The latest cost estimate for the BP spill is $46 billion in clean-up efforts and damages. In 2012, BP pled guilty to 11 felony charges in the deaths of 11 workers killed in the explosion and paid $4 billion. Last September, BP appealed a federal court ruling that 4.2 million barrels were spilled, claiming a much lower 2.5 million barrels flowed from its damaged well. The court may award damages of up to $4,300 per barrel under the federal Clean Water Act.
The most recent incident data available for the Gulf of Mexico indicates there have been 22 loss-of-well-control incidents, 461 fires/explosions, 989 injuries and 11 fatalities between 2011-2014. There were three major spills in 2011 and eight in 2012.
The last two Atlantic region meetings on the environmental scoping document are scheduled to be held March 9 in Annapolis, Md., and March 11 in Charleston, S.C.
There are two separate documents in progress — the 2017-2022 DPP and the scoping for the PEIS. Comments submitted to one will not be automatically included with the other. Comments will be accepted until March 30.
For the 2017-2022 DPP, submit online or in writing to Ms. Kelly Hammerle, Five-Year Program Manager, BOEM (HM–3120), 381 Elden St., Herndon, VA 20170.

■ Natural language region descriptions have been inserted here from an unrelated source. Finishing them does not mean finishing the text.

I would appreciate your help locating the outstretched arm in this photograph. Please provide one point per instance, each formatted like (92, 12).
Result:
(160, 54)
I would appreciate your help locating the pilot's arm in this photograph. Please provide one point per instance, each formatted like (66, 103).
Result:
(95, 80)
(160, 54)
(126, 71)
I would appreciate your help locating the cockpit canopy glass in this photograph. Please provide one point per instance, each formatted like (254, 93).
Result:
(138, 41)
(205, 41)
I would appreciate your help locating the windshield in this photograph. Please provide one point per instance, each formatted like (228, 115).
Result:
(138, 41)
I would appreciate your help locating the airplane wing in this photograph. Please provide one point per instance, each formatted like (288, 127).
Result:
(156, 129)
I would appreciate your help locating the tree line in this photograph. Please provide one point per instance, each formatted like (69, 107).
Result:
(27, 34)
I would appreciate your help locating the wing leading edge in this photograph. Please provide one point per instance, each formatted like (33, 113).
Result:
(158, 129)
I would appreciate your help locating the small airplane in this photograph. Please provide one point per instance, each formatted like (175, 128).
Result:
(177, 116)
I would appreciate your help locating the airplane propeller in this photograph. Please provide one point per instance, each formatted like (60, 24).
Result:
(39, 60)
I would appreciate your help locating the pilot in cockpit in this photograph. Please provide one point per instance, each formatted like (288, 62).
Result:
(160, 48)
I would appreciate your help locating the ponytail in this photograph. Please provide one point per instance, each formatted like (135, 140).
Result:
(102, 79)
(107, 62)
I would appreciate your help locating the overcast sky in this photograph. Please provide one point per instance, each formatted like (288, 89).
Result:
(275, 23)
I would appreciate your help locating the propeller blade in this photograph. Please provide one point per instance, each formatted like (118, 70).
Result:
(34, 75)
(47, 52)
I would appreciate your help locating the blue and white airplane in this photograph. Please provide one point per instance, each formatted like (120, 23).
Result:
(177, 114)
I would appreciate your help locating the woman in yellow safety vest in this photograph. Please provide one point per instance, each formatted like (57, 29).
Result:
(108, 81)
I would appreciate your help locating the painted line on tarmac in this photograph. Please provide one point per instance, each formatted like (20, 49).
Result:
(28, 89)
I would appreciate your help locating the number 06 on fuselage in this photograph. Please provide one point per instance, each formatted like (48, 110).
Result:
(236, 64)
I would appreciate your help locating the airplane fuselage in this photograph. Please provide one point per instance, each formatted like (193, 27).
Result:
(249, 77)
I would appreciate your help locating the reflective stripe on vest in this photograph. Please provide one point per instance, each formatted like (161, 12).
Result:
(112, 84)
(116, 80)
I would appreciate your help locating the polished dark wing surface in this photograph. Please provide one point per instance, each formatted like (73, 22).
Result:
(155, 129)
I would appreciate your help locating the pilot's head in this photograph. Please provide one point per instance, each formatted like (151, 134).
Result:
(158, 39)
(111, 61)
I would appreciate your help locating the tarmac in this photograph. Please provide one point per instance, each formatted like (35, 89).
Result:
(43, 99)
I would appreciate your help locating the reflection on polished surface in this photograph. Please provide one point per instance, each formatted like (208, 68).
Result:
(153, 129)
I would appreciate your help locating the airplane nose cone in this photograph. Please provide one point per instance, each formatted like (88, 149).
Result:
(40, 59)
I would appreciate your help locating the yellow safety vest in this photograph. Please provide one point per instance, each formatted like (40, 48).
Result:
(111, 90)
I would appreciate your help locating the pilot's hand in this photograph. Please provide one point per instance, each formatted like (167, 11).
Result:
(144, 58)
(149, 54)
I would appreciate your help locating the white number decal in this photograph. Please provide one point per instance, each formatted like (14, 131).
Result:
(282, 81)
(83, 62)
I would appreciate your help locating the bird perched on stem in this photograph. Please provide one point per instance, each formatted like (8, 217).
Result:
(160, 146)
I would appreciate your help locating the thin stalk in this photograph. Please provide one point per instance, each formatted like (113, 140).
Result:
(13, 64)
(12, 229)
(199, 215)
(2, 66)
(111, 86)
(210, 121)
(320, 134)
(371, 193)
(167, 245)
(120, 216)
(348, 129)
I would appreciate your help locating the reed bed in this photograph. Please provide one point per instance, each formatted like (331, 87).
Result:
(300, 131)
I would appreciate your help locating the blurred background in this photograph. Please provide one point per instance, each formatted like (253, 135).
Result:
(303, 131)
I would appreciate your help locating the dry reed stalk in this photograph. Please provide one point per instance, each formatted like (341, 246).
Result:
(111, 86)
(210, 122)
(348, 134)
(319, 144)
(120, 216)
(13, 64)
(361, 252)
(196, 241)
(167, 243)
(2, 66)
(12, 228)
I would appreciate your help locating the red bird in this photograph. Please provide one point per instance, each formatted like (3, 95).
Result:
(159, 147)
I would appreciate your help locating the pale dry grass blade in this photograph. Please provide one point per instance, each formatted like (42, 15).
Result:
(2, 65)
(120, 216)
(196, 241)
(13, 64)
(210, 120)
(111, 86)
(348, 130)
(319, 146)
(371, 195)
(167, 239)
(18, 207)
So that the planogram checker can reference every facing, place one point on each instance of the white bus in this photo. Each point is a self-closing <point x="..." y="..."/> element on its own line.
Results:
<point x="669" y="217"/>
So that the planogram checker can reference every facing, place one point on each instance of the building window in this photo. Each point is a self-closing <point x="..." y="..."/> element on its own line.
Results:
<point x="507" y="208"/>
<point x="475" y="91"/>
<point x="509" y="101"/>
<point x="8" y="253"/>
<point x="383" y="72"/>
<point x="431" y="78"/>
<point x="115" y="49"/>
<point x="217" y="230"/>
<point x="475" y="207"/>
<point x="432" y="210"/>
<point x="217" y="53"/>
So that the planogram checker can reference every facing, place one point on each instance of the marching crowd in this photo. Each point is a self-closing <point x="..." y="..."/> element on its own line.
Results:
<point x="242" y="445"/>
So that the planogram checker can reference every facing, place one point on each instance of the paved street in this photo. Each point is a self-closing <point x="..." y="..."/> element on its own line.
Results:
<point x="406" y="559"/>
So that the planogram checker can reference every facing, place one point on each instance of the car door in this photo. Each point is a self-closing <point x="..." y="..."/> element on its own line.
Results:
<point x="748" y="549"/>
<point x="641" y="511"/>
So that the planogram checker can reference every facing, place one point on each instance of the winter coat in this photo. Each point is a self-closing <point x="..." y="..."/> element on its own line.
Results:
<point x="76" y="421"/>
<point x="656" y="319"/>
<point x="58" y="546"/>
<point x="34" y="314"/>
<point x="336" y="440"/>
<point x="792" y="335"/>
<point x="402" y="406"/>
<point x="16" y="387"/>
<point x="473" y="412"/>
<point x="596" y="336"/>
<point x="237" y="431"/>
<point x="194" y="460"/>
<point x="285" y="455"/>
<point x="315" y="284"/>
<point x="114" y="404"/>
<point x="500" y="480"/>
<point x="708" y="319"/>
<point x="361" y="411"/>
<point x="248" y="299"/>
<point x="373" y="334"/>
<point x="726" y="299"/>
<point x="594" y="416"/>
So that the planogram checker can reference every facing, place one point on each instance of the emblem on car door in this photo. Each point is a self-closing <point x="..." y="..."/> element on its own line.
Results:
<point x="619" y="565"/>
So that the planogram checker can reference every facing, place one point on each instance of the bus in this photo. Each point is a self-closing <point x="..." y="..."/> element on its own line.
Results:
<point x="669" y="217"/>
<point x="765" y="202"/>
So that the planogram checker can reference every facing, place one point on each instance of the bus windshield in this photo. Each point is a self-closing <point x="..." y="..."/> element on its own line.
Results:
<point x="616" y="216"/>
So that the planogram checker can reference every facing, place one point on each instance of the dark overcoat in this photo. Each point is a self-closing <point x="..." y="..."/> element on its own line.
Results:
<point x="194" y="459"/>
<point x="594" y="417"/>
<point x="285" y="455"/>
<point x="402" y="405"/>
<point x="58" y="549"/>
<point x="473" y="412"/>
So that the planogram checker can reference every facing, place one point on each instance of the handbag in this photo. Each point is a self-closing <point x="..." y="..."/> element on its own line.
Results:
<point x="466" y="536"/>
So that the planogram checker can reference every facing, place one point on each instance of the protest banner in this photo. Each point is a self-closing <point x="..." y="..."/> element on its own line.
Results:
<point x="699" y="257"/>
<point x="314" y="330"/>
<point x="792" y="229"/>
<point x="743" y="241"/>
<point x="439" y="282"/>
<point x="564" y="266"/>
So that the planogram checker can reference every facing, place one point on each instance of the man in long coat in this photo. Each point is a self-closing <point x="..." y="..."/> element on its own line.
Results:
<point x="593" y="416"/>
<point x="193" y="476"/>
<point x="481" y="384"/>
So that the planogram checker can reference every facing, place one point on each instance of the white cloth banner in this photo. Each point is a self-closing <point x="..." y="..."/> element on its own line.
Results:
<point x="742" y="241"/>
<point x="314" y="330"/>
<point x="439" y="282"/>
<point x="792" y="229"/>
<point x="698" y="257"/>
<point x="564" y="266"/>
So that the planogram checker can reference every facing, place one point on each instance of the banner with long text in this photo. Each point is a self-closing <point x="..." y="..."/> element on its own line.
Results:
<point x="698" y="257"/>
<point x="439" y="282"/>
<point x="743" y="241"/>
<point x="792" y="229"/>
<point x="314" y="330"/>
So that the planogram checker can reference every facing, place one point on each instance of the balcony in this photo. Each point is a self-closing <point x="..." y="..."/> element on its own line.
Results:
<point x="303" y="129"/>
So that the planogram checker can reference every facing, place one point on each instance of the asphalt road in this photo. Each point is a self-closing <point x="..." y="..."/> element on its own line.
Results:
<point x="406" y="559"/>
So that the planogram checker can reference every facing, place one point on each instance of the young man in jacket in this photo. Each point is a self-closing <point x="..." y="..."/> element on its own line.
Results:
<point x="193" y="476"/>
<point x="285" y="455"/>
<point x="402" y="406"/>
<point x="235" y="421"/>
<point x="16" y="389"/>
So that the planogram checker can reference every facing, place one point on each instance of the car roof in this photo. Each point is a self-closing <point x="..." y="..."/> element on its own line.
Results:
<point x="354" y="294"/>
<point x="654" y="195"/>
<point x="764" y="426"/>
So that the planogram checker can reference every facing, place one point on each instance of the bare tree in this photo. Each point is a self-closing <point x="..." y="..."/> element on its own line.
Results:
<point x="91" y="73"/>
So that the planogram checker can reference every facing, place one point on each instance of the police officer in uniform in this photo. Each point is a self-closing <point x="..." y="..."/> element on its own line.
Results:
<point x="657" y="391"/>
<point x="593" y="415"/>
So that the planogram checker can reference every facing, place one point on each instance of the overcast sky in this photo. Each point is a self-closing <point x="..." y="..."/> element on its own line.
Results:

To comment on the scope of the PEIS, submit online or mail in an envelope labeled ‘‘Scoping Comments for the 2017–2022 Proposed Oil and Gas Leasing Program Programmatic EIS’’ to Mr. Geoffrey L. Wikel, Acting Chief, Division of Environmental Assessment, Office of Environmental Program (HM 3107), Bureau of Ocean Energy Management, 381 Elden St., Herndon, VA 20170–4817.